The irritation of professionals on the scene opens a pending debate

“An actor from Cádiz is looking for a director from La Fura as a volunteer to direct my show.” The ad, captured on the Facebook profile of Javier Sánchez Vázquez, known in the artistic world as Monano, went viral in a matter of days and brought to the table a pending debate: to what extent it is legitimate to resort to volunteers to feed shows, regardless of the professionals of the scene.

The Fura of this entry is none other than the Catalan company La Fura dels Baus, which will present the show next Saturday in the capital of Cadiz. Gadir, the resurgence of the Phoeniciansas part of the cycle of Proud events of our Historywhich aims to explore significant moments in the city’s past. To this end, a call has been published to participate in the production, both in its dance aspect – coordinated by the dancer and choreographer Eduardo Guerrero – and in other tasks, for example the formation of a human network.

“It’s something that has become a custom,” Monano explains. “Once I spoke about it to the Cadiz Theatre Commission and I didn’t get any response, so I invented the joke on Facebook.

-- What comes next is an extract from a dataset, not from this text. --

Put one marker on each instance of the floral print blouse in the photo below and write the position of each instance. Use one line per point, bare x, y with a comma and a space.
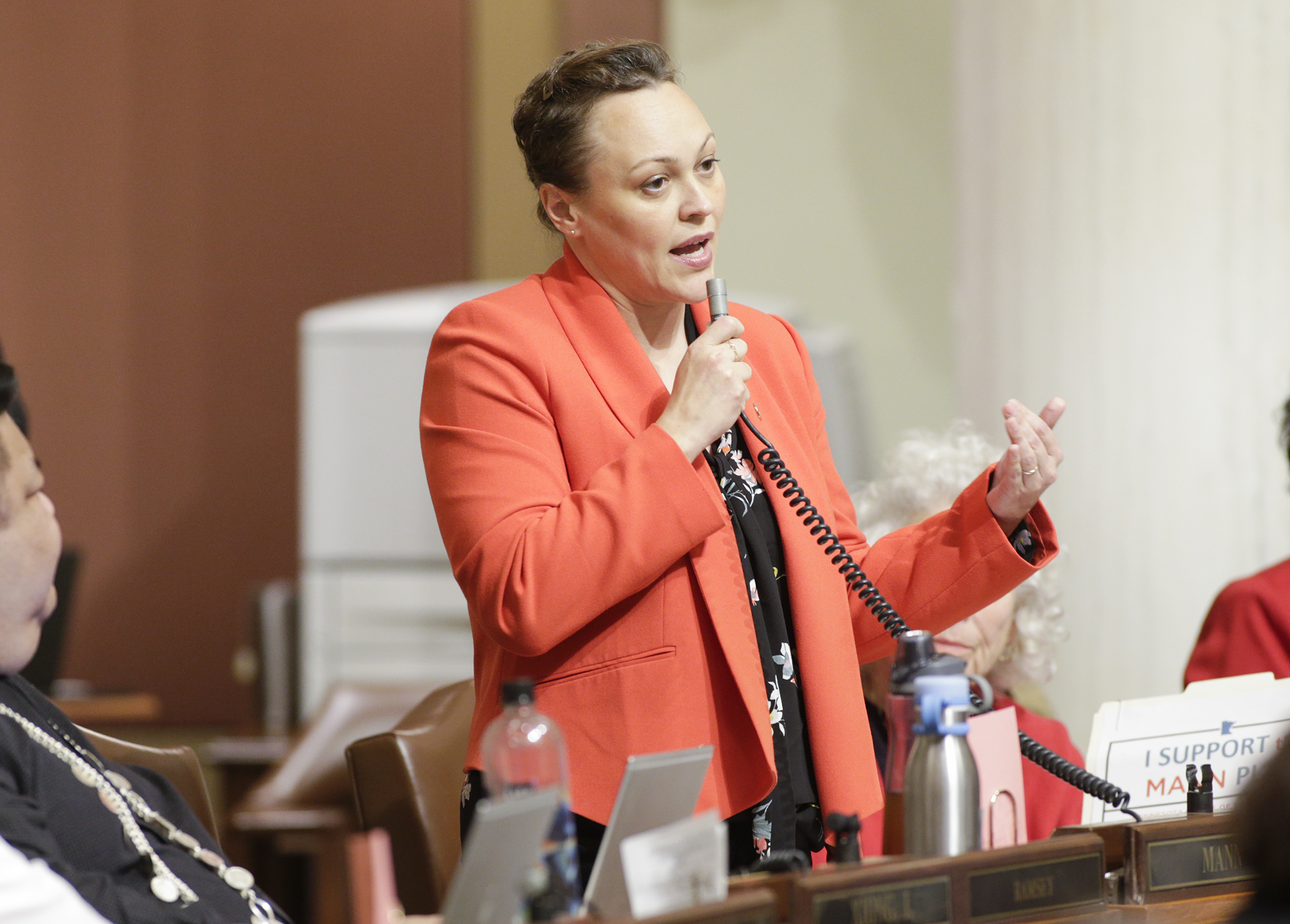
790, 817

For me it was a joke, a joke, but it seems to have had some impact. And I won’t hide from you that we are a little upset, because I assure you that the one who drives the crane is paid, but not the actors who participate in it. And when I want to prepare a new show, I need directors and I have to pay them.

Have art and be an artist

The actor claims, after a very tough pandemic and an even more difficult post-pandemic, with theaters at 30 percent, “a little sensitivity. It doesn’t seem logical to consider a casting with a casting day, three or four rehearsals and a performance. It’s more like a job with certain hours and certain qualities. And these calls for unpaid projects are something that doesn’t happen in other professions. In our country, many people have had to leave because of precariousness, they are no longer in the cultural industry.

On the other hand, Monano understands that “it’s not about disturbing people who volunteer, because I’m also a volunteer. I’ve worked on Clowns Without Borders and Clowns in Rebellion projects, I’ve been to Sarajevo, Ethiopia… But for vulnerable people. A performance in Europe can’t be the same. Where is the individual’s volunteering? I don’t know. What comes out in the end is that it’s not a job. Of course, we can all have art, but being artists, making a living from it, is more complicated.

The truth is that the subject periodically raises dust on social networks. Without leaving Cádiz, the veteran Ibero-American Theater Festival has organized numerous calls of this type, defending an idea of ​​participatory performing arts. Its manager, Pepe Bablé, comments that the matter “is complicated,” he sighs. “There are people who lend themselves to it out of a desire to do more professional things without being professionals themselves. And on the contrary, there are professionals who do not lend themselves to volunteer work because they have been prepared and trained not to do it. Where does the volunteer end and the professional begin?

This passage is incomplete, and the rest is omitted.